There is life and there is death. We live, and
yet we die. Why is life in this world this way?
In the beginning, the amazingly good and wise
and powerful Creator made a magnificent, perfect
creation. He created a particularly beautiful
planet and filled it with an amazing variety of
beautiful things, including an abundant variety
of plants and animals living together in a complex
and harmonious ecosystem. He made a special garden
and placed in it the highest of the new creation
- the first man and the first woman - made in
the image of God, endowed with mind, emotion and
will. But sin and rebellion entered the creation,
and everything was marred. The physical order
itself was marred. It was cursed. It no longer
functioned flawlessly. Mankind became corrupted.
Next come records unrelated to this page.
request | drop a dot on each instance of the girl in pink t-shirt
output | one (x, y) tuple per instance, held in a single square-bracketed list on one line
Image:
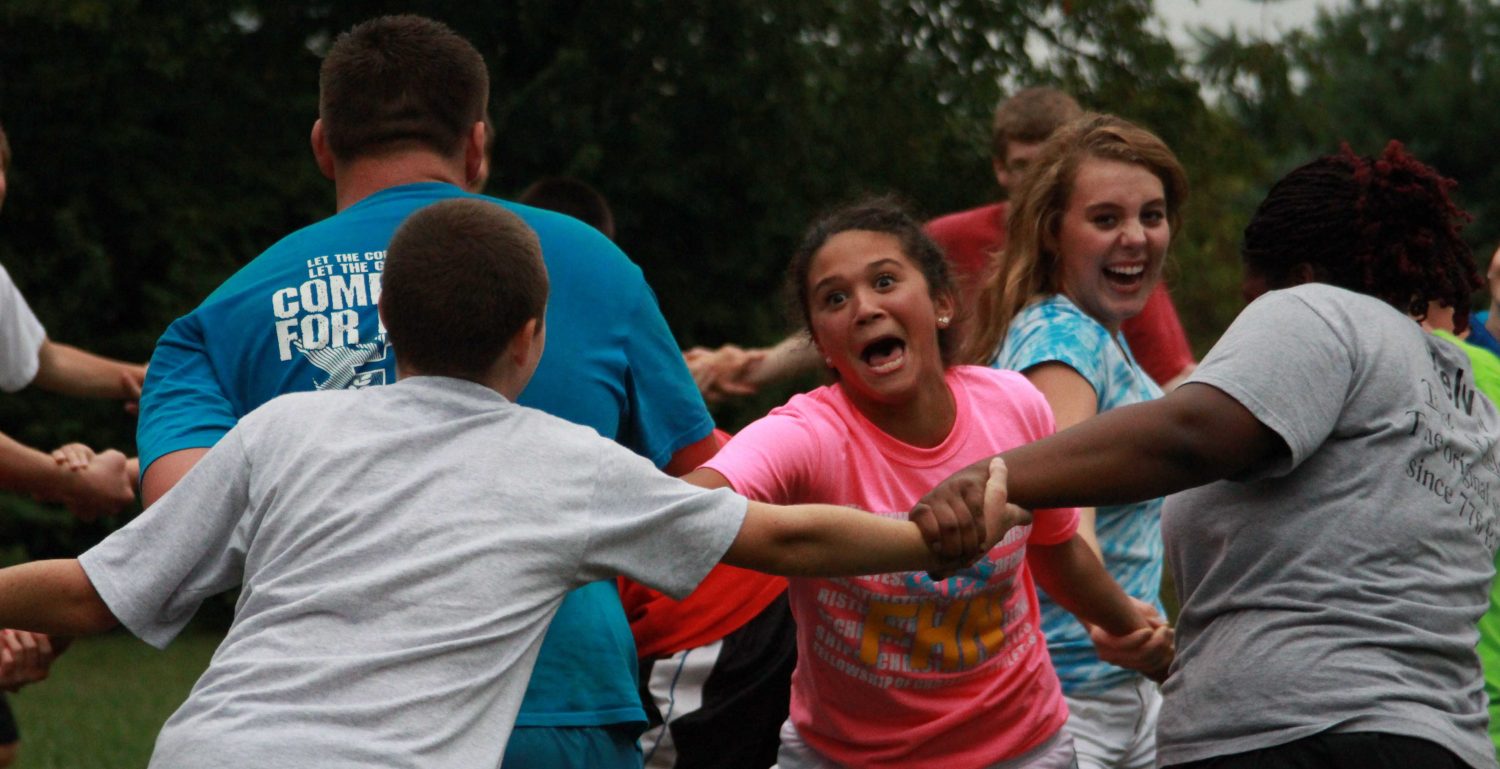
[(902, 670)]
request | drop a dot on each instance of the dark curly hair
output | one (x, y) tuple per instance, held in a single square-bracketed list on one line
[(887, 215), (1385, 227)]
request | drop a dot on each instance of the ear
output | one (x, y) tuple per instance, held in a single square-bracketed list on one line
[(1302, 273), (320, 149), (522, 345), (476, 162)]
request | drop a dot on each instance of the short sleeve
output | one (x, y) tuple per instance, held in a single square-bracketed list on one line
[(21, 336), (183, 403), (1053, 335), (1049, 525), (774, 459), (1289, 368), (666, 409), (656, 529), (188, 546), (1157, 338)]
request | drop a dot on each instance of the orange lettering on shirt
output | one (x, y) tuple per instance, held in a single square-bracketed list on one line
[(939, 636)]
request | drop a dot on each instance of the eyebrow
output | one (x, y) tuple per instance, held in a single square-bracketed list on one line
[(1112, 204), (869, 267)]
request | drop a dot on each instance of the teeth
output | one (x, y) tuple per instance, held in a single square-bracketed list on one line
[(891, 365)]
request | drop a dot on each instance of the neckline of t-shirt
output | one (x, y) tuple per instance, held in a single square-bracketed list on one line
[(914, 454)]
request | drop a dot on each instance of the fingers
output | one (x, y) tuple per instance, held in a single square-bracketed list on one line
[(101, 489), (24, 658), (1148, 612), (72, 456)]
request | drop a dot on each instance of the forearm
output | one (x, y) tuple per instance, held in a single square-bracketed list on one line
[(74, 372), (53, 597), (1074, 577), (24, 469), (789, 357), (1191, 436), (828, 541)]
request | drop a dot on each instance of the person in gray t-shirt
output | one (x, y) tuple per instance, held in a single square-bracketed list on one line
[(1334, 568), (402, 549)]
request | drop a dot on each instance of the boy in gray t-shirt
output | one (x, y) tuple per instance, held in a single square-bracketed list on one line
[(401, 549)]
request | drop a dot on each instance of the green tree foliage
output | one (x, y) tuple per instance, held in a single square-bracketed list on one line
[(1419, 71), (161, 146)]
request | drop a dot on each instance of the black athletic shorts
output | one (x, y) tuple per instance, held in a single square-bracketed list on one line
[(1352, 750)]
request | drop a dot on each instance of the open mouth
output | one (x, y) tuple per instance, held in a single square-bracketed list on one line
[(884, 354), (1125, 273)]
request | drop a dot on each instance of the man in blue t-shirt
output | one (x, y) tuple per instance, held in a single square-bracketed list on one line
[(401, 126)]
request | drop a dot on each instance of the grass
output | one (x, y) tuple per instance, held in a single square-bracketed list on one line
[(107, 699)]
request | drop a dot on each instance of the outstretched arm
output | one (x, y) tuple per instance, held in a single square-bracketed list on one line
[(53, 597), (165, 472), (1194, 435), (735, 372), (836, 541), (74, 372)]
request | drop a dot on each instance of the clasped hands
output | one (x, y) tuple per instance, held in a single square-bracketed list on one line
[(98, 483), (969, 513)]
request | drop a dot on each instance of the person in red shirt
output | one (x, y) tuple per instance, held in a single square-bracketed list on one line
[(974, 240)]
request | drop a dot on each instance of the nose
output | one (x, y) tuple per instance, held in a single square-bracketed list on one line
[(867, 306)]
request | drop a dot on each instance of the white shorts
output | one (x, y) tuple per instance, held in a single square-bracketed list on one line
[(1116, 729), (1053, 753)]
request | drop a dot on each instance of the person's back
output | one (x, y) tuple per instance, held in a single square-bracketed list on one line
[(401, 552), (300, 317)]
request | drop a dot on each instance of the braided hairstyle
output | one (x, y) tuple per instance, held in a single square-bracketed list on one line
[(887, 215), (1382, 227)]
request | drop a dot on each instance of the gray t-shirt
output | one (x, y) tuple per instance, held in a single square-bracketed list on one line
[(1337, 589), (21, 336), (401, 552)]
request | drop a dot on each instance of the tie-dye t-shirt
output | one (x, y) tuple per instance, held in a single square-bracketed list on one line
[(1130, 535)]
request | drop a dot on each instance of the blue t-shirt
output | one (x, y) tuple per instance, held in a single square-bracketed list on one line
[(1130, 535), (1479, 336), (302, 317)]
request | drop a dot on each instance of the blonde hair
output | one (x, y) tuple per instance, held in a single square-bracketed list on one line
[(1029, 266)]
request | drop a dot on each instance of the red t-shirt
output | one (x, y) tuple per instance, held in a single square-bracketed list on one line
[(897, 670), (723, 603), (972, 239)]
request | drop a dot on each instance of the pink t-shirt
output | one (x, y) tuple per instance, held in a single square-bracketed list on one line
[(896, 670)]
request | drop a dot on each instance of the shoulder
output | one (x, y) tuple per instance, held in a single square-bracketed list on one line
[(983, 216), (822, 405), (996, 393)]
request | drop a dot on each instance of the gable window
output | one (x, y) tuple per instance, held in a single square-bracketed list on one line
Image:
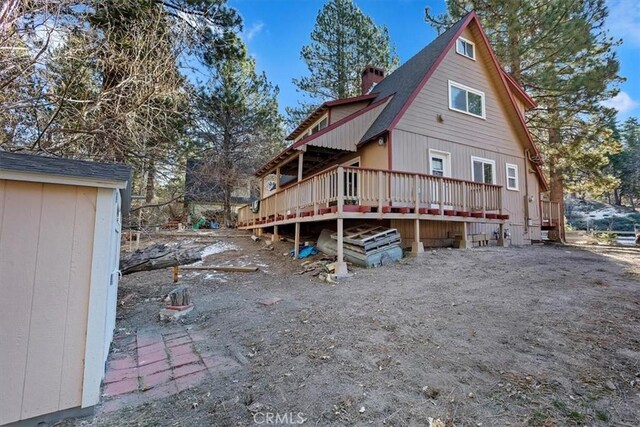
[(466, 100), (439, 163), (483, 170), (321, 125), (512, 177), (466, 48)]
We became marred in every aspect of our being
- our mind, emotion, will, sexuality, body, soul,
spirit. Humanity was alienated from God, who is
the Source of Life and Happiness. Human beings
are headed toward death, not life. The first death
- physical death - is followed by the even worse
death - the second death - which is Gehenna, Hell,
the Lake of Fire.
But
God did not leave corrupted humanity in this sad
and hopeless condition. He provided temporary
ways to cover over our sin and rebellion until
the final redemption, the final atonement, the
fullness of salvation could be accomplished through
the Seed of the Woman, the Messiah, the unique
God-Man, fully God and fully man, the perfect,
flawless divine Son of God and the Savior of the
world! Only Messiah Yeshua - He alone and no one
else and nothing else - is capable of overcoming
our greatest enemies, the utterly destructive
forces of Satan, sin and death. Money and possessions
and politics and education and science and technology
and philosophy and religion and being a good person
can't prevail over these deadly powers.
To
help humanity overcome these overmastering forces
of Satan, sin and death, the Lord created a special
people who helped prepare the world for the Messiah,
who would come at just the right time. To prepare
the Jewish people for the coming of the Messiah,
and to strengthen us in our faith when He came,
the Lord gave us laws and rituals, institutions
like the Temple, sacrifices and special holidays.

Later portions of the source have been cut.